Any further humiliation that you feel is coming from you, be aware of that. Everything that she's done says a lot more about her than it ever could say of you. She's the one that should feel humiliated, not you. She won't because she's distracted right now
That is the way I feel...but I don't want to give her the power anymore to make me humiliated...I know you are saying it's my choice, but I, like you, am thinking there is too much that she would have to do to reconcile...she messed up but more over after she know's I know she is still doing it and I have all the respect for the board here but I don't think that I want to work on it and take months out of my life on her to continue the A...I'm no spring chicken, 37...but I have no kids relativly successful, and not a bad looking guy and feel like there is someone that might be interested in me that does not have commitment issues. The way I feel is if she wants him that bad, have him and the life that goes along with it...not the way I would want to live, but maybe they are in love.
I am so embarassed...I read so many posts on here and people are suffering many months and some years and here I am giving up after a month...but I just can't take the pain anymore...I know that sounds like I'm being weak and I know I am but I just feel that if I have the power to stop or at least ease the pain, I feel like I have to do it...I thought that I could "act" like we were divorced and allow the A to continue but I don't have it in me. Maybe this is a natural feeling that I'm feeling and all of you have gone through this same feeling but, I don't see me changing my mind.

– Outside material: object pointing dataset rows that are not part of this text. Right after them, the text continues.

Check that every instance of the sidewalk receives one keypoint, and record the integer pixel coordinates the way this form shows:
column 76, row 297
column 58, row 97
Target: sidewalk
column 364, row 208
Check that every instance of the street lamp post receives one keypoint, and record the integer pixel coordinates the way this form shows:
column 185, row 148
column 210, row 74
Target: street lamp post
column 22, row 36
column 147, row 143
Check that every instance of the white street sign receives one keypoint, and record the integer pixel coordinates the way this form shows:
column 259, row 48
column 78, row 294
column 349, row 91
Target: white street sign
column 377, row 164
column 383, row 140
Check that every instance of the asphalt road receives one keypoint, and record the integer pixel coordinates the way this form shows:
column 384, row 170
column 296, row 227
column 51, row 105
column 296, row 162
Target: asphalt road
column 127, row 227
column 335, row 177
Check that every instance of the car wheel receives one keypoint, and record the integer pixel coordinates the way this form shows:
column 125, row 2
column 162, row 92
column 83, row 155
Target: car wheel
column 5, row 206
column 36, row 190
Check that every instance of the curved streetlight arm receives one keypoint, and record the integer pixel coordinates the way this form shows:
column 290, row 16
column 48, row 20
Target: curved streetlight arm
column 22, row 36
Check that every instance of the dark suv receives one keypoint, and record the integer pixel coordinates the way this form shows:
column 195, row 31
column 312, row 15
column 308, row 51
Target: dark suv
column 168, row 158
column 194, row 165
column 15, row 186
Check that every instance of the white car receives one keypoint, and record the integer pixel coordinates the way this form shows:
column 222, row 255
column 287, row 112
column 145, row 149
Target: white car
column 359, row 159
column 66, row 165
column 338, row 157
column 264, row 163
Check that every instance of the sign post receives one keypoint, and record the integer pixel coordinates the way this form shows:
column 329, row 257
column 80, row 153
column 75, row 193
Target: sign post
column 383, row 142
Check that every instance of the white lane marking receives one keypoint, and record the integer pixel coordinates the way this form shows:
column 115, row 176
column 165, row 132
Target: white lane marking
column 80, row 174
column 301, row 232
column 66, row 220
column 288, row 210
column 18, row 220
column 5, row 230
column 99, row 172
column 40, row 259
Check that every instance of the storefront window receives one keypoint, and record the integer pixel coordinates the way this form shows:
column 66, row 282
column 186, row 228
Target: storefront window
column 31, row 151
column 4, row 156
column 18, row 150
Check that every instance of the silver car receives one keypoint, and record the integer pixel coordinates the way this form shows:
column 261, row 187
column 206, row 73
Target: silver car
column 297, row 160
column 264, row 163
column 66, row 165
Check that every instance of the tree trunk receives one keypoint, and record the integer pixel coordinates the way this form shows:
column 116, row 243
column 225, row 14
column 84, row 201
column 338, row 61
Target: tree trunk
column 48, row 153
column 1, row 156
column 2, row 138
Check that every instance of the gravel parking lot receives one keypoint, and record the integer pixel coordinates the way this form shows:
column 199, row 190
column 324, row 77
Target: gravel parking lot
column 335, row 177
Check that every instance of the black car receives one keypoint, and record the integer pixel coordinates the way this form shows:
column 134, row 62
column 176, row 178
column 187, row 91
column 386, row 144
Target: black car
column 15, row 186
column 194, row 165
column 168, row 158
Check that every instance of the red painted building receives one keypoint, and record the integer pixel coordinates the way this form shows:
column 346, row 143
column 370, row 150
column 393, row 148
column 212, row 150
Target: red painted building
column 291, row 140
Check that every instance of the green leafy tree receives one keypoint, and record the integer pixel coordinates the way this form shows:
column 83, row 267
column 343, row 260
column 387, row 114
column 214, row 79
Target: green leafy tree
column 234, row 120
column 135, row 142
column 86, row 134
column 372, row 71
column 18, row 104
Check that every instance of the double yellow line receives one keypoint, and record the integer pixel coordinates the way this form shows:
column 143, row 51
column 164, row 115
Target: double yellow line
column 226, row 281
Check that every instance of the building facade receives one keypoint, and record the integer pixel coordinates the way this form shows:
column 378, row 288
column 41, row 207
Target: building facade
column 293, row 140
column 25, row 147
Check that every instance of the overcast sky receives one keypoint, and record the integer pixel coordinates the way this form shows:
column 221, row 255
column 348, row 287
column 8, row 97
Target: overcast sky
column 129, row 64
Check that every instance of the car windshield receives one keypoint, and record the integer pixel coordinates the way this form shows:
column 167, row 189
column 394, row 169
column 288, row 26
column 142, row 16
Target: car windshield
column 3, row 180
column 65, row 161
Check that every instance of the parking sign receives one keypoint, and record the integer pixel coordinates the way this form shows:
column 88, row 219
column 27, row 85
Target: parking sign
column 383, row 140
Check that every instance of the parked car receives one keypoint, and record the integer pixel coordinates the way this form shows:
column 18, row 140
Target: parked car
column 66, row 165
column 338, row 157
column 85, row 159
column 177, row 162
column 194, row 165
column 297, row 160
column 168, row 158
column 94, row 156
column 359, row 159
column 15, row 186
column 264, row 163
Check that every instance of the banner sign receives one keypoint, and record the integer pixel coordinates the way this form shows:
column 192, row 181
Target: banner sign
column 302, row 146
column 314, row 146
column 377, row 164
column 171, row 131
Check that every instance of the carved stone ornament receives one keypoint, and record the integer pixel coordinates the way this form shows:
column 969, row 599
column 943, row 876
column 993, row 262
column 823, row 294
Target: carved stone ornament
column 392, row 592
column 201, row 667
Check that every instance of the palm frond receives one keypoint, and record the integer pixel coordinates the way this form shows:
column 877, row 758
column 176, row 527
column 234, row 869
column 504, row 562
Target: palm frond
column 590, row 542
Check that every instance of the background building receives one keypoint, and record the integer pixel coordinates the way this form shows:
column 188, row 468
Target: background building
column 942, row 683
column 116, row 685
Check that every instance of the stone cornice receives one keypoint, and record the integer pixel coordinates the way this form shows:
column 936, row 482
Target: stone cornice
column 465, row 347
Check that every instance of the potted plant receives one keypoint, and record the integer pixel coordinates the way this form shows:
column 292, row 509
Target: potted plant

Would love to have a success story that LRT worked by filing for D, but honestly I don't care. The hurt that would have to be overcome, she should have to seriously repent to even consider and that is just not her.
I know that by doing this, some of you are thinking be carful what you wish for, but what is the best that I can wish for...total reconciliation...a life of wondering if she is late coming home from work, is she cheating again? What kind of life is that? That is the best I can wish for? i think I'm selling myself short.